Tutta la verità sulla biodegradabilità dei materiali creati per inquinare meno l’ambiente. L’esperto: “Il compostabile è biodegradabile, ma non è detto che il biodegradabile sia compostabile”

Si fa presto a dire biodegradabile. In realtà il fatto che un prodotto sia etichettato come tale non è sufficiente a garantire che non inquinerà l’ambiente, anzi a volte proprio quell’etichetta può indurre i consumatori a comportamenti sbagliati, che hanno come effetto un aumento, invece di una diminuzione, dell’inquinamento ambientale.

Cos’è il PLA e come si smaltisce.
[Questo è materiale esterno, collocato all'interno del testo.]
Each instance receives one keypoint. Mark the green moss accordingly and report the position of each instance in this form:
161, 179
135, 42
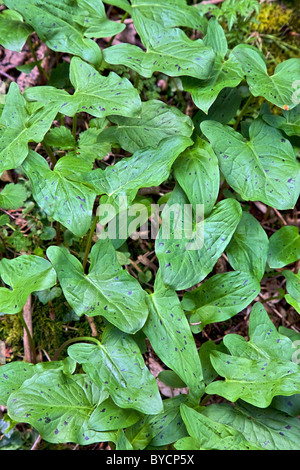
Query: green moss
272, 17
52, 326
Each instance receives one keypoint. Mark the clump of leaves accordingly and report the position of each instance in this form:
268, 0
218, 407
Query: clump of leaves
225, 157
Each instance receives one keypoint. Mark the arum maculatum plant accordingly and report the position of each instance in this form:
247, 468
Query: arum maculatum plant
220, 160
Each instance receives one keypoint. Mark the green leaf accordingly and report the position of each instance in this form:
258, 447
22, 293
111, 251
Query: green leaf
186, 260
4, 219
262, 169
38, 273
90, 147
68, 202
225, 74
258, 369
118, 366
48, 295
66, 27
122, 442
94, 94
58, 406
222, 110
18, 127
278, 89
220, 297
159, 429
13, 31
216, 38
156, 122
197, 172
123, 4
170, 13
284, 247
13, 196
146, 168
293, 288
289, 122
171, 379
212, 435
269, 429
248, 249
109, 417
168, 51
14, 374
107, 290
60, 138
289, 405
170, 336
209, 373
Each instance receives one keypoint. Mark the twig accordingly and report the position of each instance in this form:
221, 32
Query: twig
36, 443
279, 216
40, 68
26, 320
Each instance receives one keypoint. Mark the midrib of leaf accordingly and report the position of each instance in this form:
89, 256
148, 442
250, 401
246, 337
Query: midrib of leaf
66, 23
87, 278
118, 373
16, 138
261, 168
151, 5
278, 251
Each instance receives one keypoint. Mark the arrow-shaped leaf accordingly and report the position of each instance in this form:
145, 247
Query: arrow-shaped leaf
118, 366
18, 126
68, 202
262, 169
38, 273
107, 290
94, 94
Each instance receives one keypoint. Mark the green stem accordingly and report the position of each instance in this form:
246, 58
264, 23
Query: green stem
74, 126
41, 70
74, 340
57, 233
243, 112
136, 81
32, 345
49, 153
122, 21
181, 97
89, 242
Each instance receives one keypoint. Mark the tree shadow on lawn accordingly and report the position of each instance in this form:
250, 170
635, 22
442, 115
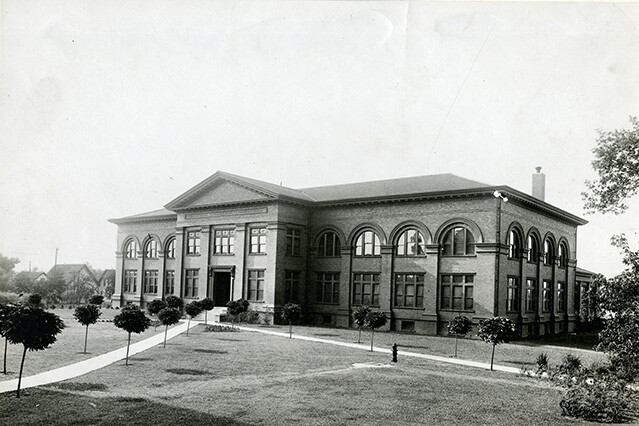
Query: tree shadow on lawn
44, 406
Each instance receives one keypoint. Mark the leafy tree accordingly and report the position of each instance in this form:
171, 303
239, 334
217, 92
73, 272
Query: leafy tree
375, 320
619, 296
96, 299
193, 309
34, 327
174, 302
496, 330
236, 307
291, 313
132, 320
206, 304
34, 299
617, 163
359, 316
168, 316
459, 326
87, 315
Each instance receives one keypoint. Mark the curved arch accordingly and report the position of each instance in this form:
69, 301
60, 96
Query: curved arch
428, 237
549, 248
367, 226
472, 226
329, 228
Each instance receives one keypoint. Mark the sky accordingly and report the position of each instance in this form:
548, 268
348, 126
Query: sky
113, 108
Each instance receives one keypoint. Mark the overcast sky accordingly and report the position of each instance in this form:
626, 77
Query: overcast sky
112, 108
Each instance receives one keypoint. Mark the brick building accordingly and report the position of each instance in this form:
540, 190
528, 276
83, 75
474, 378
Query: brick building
421, 249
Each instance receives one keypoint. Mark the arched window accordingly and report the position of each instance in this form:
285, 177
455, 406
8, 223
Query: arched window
410, 243
151, 250
170, 249
549, 252
514, 244
458, 241
533, 249
563, 255
131, 250
367, 244
329, 244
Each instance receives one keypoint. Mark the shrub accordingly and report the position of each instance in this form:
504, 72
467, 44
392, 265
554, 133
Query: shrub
605, 399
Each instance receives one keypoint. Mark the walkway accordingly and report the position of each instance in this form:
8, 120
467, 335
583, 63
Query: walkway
92, 364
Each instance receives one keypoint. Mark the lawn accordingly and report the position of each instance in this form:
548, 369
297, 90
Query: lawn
251, 378
103, 337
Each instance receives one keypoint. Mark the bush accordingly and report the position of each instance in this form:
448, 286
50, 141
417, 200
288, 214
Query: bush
605, 399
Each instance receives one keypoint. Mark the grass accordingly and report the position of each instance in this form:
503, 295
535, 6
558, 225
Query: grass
103, 337
251, 378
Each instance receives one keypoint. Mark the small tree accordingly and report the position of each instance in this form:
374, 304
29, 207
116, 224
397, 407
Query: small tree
4, 318
174, 302
359, 316
87, 315
34, 300
193, 309
375, 320
96, 299
206, 304
132, 320
496, 330
459, 326
236, 307
154, 307
34, 327
291, 313
168, 316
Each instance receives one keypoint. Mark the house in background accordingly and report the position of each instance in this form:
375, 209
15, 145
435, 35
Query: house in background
421, 249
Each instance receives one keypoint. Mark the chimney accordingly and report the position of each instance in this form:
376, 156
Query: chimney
539, 184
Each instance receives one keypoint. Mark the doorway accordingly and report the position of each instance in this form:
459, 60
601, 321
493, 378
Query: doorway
221, 288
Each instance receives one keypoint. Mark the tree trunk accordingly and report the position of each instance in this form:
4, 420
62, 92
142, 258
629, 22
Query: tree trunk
455, 346
128, 343
86, 336
372, 335
165, 331
492, 357
6, 343
24, 353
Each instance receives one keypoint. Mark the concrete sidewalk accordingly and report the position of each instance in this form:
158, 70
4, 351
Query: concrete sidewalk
92, 364
457, 361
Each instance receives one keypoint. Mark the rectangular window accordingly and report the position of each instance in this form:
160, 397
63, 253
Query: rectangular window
512, 295
169, 282
224, 241
328, 288
193, 242
293, 242
255, 285
531, 295
546, 296
151, 282
561, 297
457, 292
366, 289
409, 290
130, 281
258, 240
192, 281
Un esempio è quello che può succedere con una delle bioplastiche più usate, il PLA (acido polilattico, viene ottenuto trasformando gli zuccheri presenti nel mais, nella barbabietola e nella canna da zucchero).

“Se lei ha una bottiglia in PLA e la scambia per una normale bottiglia di plastica non bio, probabilmente la butterà nel cassonetto differenziato della plastica. Ma questo è un errore: il PLA è biodegradabile e quindi a rigor di logica andrebbe nel cassonetto dei rifiuti organici” spiega Maria Cristina Lavagnolo, docente di ingegneria ambientale all’Università di Padova. “Anche se lei buttasse la sua bottiglia in PLA nell’umido, comunque, potrebbero sorgere problemi: magari chi viene a raccogliere l’organico nota la bottiglia di plastica e pensa che sia fuori posto, così la raccoglie e la mette, sbagliando, nel cassonetto della plastica”.

La bottiglia di plastica rigenerata: come funziona il riciclo

Se invece il PLA viene erroneamente gettato nell’indifferenziato e finisce in discarica, potrà rimanerci a lungo perché in discarica mancano le condizioni per la biodegradazione tipiche degli impianti di riciclo e compostaggio. Un altro problema tipico è quello dei contenitori di carta per alimenti liquidi, come il latte o i succhi di frutta: è vero che il rivestimento esterno è in carta, ma le proprietà impermeabilizzanti necessarie all’interno rendono indispensabile l’uso di un foglio di plastica. Quindi il consumatore più ecologicamente sensibile dovrebbe separare lo strato esterno di carta e quello interno di plastica prima di recarsi al cassonetto, cosa che però ben pochi fanno.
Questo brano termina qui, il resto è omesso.